How To: License photos for your gossip blog

Many of my clients are celebrity gossip and entertainment bloggers.  The gossip niche has been our bread and butter for many years now.  We stumbled across the category by accident really.  It turns out that in 2006, there were a lot of high traffic gossip sites that needed real technical management in order to keep growing.  Now, the category is huge. The biggest traffic drivers  for gossip and entertainment sites are photos.  People love to click through photos of celebrities doing everything from walking the red carpet to getting their morning Starbucks.

For your average work at home gossip blogger, getting licensed images legally was always a challenge. Photo agencies like x17Online, Bauer Griffin, Getty Images, etc. can charge thousands of dollars a month for a subscription.  Exclusive photos can cost 10 times that.  For years, that made the entire concept very cost prohibitive.

Sites that were able to generate enough advertising revenue were the only sites able to afford these fees (other than major media sites).

However, in the last year, the game has changed.  There are some affordable options out there.

The Game Has Changed

Photo agencies used to have a monopoly on the paparazzi style photo market.  That's not the case anymore.  Virtually everyone in LA and New York has a camera with them 24/7.  It's called a cellphone.

Cellphone cameras are getting pretty amazing these days.  Add that to the growing popularity of pocket sized video and still cameras, and you've got yourself a game changer.

Many of these same photo agencies now solicit the general public to submit photos of celebrity sightings.  The agencies will pay top dollar for these images because they are often one-of-a-kind images.  Typically, someone just whips out their cellphone and snaps a shot of that new starlet bumping a line of blow in the ladies room.

Because of the now much broader source pool, the game has changed.

Tip 1: Troll the social web

Where's the first place these glorious cellphone images end up?  Social media websites.

If you're looking for a unique image to go with you post about the latest celebrity dirt, start by poking around on Facebook, Twitter, Myspace, etc.  It can take a moderate amount of digging, but what you'll find can be awesome.

Most of the time, all you have to do is sent the person a quick direct message asking if you can use their photo on your site.  The person usually is totally pumped that their picture is going to be on a "real website."  Just give them a little link love back.

Caution.  Make sure that the photo was actually taken by them.  Sometimes people will just take a photo from another website and upload it to their profile.  Bad news bears for you.

One of the best places to look are the photo sharing sites like Flickr and Picasa.

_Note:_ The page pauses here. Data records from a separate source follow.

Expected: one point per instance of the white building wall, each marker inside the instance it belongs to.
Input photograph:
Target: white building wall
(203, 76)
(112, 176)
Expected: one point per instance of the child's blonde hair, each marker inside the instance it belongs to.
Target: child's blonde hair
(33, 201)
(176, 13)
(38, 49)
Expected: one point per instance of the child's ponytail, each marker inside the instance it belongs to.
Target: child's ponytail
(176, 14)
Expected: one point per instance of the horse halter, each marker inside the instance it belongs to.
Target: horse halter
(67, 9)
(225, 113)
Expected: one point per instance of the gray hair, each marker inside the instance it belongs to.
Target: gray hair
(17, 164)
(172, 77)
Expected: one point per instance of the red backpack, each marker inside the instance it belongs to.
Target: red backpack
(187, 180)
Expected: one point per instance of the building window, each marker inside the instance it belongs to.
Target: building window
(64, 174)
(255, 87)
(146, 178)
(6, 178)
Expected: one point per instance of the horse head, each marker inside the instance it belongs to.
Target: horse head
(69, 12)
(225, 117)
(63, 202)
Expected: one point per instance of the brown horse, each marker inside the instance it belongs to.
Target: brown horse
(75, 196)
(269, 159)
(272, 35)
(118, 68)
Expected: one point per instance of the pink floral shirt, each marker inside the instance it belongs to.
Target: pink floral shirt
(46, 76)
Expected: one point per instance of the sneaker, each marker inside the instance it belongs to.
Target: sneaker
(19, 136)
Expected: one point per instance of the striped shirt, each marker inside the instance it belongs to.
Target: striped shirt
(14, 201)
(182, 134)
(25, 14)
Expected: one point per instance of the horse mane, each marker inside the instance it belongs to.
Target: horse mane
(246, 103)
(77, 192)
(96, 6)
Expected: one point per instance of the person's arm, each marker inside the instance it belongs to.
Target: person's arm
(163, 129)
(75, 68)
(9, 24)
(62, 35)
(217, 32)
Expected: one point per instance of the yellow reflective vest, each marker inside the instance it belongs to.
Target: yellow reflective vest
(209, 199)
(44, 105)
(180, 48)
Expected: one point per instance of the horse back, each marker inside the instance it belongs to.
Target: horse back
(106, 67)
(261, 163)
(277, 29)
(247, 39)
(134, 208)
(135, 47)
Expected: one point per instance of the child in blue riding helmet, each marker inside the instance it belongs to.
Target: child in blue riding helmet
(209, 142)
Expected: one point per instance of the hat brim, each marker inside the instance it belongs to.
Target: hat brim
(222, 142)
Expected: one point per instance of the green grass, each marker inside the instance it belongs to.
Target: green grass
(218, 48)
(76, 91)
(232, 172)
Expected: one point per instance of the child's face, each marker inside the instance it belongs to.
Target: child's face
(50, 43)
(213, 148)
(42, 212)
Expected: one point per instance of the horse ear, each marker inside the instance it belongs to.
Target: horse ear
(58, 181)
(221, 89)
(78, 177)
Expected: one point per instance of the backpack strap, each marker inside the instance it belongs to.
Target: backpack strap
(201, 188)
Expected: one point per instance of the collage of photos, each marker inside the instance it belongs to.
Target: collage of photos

Flickr actually lets you do more advanced searches too.  You can do a filter to only show you Creative Commons images.  Images under CC are usually free from licensing restrictions.  Each one will have its own usage guidelines, but you can almost always use them.

Tip 2:  Try GumGum

Who?  GumGum?

Yeah.  GumGum is a service that allows publishers of almost any size access to professional grade image libraries.  You've probably seen their service in action and don't even know it.

GumGum

You've probably seen sites that have these little, floating text box ads over their images.  Those are GumGum ads.  Actually, those are GumGum photos too.

If your site has enough traffic, GumGum will broker a deal with agencies like Bauer Griffin or Fame on your behalf.  You'll then have unlimited access to those image libraries for publishing on your site.  GumGum has you place a small script on your site that then overlays a small ad on all of the images you use from those libraries.

How much does it cost?  Nothing.  It is free as long as your site meets certain traffic criteria. GumGum keeps the ad revenue, and you get to use the images.

If your site is on the smaller side, they offer a different plan where you only pay based on how often the photo is viewed.

Collective Bargaining

This is a rarely used tactic, but I have seen it used.

It can be expensive for a single site to purchase an image license on its own from a photo agency.  However, the per site rate gets drastically lower when more sites are included in the agreement.

I have seen examples where individual bloggers got together to negotiate a group contract.  They essentially formed a blog network covered under a blanket agreement.  This brought the monthly fee from around $1,200 per site down to about $800.

Obviously, this method is best suited for more established sites, but it is certainly worth looking into.